This Netflix documentary is terrifying, beautiful and bang up to date. Set against the homely backdrop of the American Midwest, filmmakers Laura Ricciardi and Moira Demos have made the most compelling documentary in the world. Part One follows Steven Avery and Brendan Dassey from Manitowoc County, Wisconsin as they are tried for the rape and murder of a woman, while their families weep for them at home. It caused international outrage and a swelling of support for the two men, who faced what looked like serious abuse of power by the police and prosecution services in Manitowoc. If you haven’t seen Part One, watch it, but if you have, then you’re in for an amazing sequel in Part Two.
A new hero enters the fray in the devastating shape of Steven’s new lawyer Kathleen Zellner. Zellner has a track record of overturning wrongful convictions, and she’s convinced Steven Avery and Brendan Dassey are innocent. If you didn’t think so at the end of series one, then you will definitely think so at the end of series two. Zellner says that neither the police nor prosecution ever investigated the murder of victim Theresa Halbach, but that she will.
She goes on to destroy the prosecution’s shoddy case with a series of practical forensic experiments and expert testimony. She also puts forward credible theories on who the murderer(s) of Theresa might be. She outright states Avery was framed and that the prosecution was corrupt. In fact the police had a very strong motive to get Avery out of the way, considering he was suing them at the time of his arrest for $36 million.
There is surprising resistance from many quarters to finding the real killers, but you can understand why the state of Wisconsin doesn’t want the case re-opened. They are scared of shining a light on the behaviour of the police and prosecution services. But, if there is a good case against Steven Avery, they should be willing to present it again, in the light of new evidence, although as Kathleen Zellner says, they wouldn’t get a conviction again.
Part of the concern over the convictions, was how the story of what was supposed to have happened to Theresa Halbach actually all came from a coerced (and recanted) confession from Avery’s 16 year old nephew Brendan Dassey, who has learning difficulties. Brendan was interrogated alone by agents who fed him the story they wanted to hear back, and Brendan hopelessly obeyed them. It’s an infamous, almost certainly unconstitutional, interrogation and would have been thrown out by any sensible judge. Making a Murderer part 2 also focuses on the attempts by Brendan’s lawyers to get the confession recognised for what it is, and they face a constant battle against a legal system that doesn’t want to know.

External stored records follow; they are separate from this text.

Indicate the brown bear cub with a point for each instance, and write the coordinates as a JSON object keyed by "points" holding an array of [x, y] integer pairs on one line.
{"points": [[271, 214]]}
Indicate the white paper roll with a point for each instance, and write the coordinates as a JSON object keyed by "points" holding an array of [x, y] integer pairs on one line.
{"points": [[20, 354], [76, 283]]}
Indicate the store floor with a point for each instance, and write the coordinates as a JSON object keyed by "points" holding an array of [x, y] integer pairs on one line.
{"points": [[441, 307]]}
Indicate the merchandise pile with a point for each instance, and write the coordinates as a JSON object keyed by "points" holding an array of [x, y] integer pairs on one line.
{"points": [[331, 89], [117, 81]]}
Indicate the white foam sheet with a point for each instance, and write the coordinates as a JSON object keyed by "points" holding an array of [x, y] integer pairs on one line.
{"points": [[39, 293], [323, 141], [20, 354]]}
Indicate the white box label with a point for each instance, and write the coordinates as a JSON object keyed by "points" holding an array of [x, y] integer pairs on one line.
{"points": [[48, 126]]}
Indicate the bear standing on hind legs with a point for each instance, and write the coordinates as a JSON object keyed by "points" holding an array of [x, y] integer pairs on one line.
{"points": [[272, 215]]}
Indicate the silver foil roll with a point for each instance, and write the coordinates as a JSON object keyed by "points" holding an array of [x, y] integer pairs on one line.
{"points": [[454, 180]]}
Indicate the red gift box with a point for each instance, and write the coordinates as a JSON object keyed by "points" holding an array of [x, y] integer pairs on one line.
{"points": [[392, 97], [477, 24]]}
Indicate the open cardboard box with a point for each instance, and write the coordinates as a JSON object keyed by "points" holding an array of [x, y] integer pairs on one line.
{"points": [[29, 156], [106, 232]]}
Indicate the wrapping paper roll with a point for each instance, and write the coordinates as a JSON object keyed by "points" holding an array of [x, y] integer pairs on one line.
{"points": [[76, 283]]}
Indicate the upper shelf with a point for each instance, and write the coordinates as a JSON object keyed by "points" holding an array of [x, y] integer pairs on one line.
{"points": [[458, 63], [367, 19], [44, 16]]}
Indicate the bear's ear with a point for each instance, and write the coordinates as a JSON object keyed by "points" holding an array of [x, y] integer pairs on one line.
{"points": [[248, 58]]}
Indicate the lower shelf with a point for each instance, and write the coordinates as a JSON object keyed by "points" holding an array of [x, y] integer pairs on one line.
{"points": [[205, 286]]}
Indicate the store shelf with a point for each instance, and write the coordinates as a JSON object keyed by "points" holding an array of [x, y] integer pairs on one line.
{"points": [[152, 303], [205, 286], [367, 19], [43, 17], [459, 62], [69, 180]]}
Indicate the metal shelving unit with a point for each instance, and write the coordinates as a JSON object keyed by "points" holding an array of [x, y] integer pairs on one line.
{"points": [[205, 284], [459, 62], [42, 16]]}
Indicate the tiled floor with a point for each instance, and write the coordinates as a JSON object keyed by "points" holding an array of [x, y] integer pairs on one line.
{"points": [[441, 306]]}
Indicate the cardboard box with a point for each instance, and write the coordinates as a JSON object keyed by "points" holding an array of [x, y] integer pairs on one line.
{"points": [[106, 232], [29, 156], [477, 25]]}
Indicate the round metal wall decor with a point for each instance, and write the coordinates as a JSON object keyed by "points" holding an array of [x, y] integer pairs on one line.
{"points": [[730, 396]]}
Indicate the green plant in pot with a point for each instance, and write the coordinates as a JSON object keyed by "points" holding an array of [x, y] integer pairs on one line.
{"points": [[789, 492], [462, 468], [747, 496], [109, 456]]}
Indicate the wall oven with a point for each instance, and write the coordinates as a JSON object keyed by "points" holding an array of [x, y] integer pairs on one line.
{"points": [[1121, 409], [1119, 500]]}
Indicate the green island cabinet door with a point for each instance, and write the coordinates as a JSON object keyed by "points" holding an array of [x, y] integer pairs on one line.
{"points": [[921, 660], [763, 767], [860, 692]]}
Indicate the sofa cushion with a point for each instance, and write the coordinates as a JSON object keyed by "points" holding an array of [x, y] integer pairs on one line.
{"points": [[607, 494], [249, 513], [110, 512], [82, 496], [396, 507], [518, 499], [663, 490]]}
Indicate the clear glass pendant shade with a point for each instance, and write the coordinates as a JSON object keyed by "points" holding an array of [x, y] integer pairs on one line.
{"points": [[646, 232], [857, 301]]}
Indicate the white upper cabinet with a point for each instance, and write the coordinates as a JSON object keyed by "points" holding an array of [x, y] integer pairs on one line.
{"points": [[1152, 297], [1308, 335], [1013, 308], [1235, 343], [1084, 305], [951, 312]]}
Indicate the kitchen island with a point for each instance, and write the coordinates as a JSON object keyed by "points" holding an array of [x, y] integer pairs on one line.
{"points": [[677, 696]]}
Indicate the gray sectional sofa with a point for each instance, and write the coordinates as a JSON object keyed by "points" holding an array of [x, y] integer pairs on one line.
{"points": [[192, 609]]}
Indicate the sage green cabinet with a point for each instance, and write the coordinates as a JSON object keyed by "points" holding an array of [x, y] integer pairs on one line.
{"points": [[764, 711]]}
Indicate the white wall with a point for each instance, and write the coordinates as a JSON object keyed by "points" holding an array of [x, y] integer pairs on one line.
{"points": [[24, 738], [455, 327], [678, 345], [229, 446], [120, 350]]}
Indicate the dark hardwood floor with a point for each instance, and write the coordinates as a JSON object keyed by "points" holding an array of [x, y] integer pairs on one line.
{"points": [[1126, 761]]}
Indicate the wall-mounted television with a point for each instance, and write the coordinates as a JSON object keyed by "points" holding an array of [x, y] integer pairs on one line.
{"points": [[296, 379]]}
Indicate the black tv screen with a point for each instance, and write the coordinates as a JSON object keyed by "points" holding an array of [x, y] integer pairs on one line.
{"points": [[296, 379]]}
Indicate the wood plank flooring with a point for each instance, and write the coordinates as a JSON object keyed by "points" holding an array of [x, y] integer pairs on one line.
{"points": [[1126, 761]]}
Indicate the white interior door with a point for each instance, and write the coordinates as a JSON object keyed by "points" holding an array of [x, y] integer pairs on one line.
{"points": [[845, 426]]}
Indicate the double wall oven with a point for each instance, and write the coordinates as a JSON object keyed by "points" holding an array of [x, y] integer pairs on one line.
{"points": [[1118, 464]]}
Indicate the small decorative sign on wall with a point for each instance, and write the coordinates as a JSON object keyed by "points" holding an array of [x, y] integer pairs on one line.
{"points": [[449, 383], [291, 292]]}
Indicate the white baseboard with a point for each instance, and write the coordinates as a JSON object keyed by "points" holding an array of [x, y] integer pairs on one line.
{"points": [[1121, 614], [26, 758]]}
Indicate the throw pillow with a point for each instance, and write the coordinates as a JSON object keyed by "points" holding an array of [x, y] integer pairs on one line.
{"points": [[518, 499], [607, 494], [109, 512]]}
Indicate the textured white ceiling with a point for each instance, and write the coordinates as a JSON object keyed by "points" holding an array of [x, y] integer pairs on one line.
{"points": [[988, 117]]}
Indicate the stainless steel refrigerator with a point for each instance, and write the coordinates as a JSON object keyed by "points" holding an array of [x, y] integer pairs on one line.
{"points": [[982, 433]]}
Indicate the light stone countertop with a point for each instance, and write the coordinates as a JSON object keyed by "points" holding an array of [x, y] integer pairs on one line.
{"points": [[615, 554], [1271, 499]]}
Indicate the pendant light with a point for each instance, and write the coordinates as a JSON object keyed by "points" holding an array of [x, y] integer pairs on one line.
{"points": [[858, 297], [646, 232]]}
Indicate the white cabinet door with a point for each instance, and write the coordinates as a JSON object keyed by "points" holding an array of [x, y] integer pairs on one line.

In the meantime, on the Avery case, Zellner is uncovering new evidence all the time. Some of the many things uncovered in the series are that the Manitowoc coroner was illegally ordered by the police to stay away from the alleged crime scene, that the DNA evidence used in the trial doesn’t seem to come from the right sources (saliva where it should have been skull and blood) or appears in implausible patterns according to blood spatter experts. There’s also a key witness who saw (and reported) Theresa Halbach’s abandoned car in a different location than Avery’s property, which suggests it was moved after the murder to implicate him. Much of the prosecution case is debunked by the knockout Zellner, who likens saving innocent people falsely imprisoned to saving men trapped underground in a collapsed mine. She’s just not going to give up on them.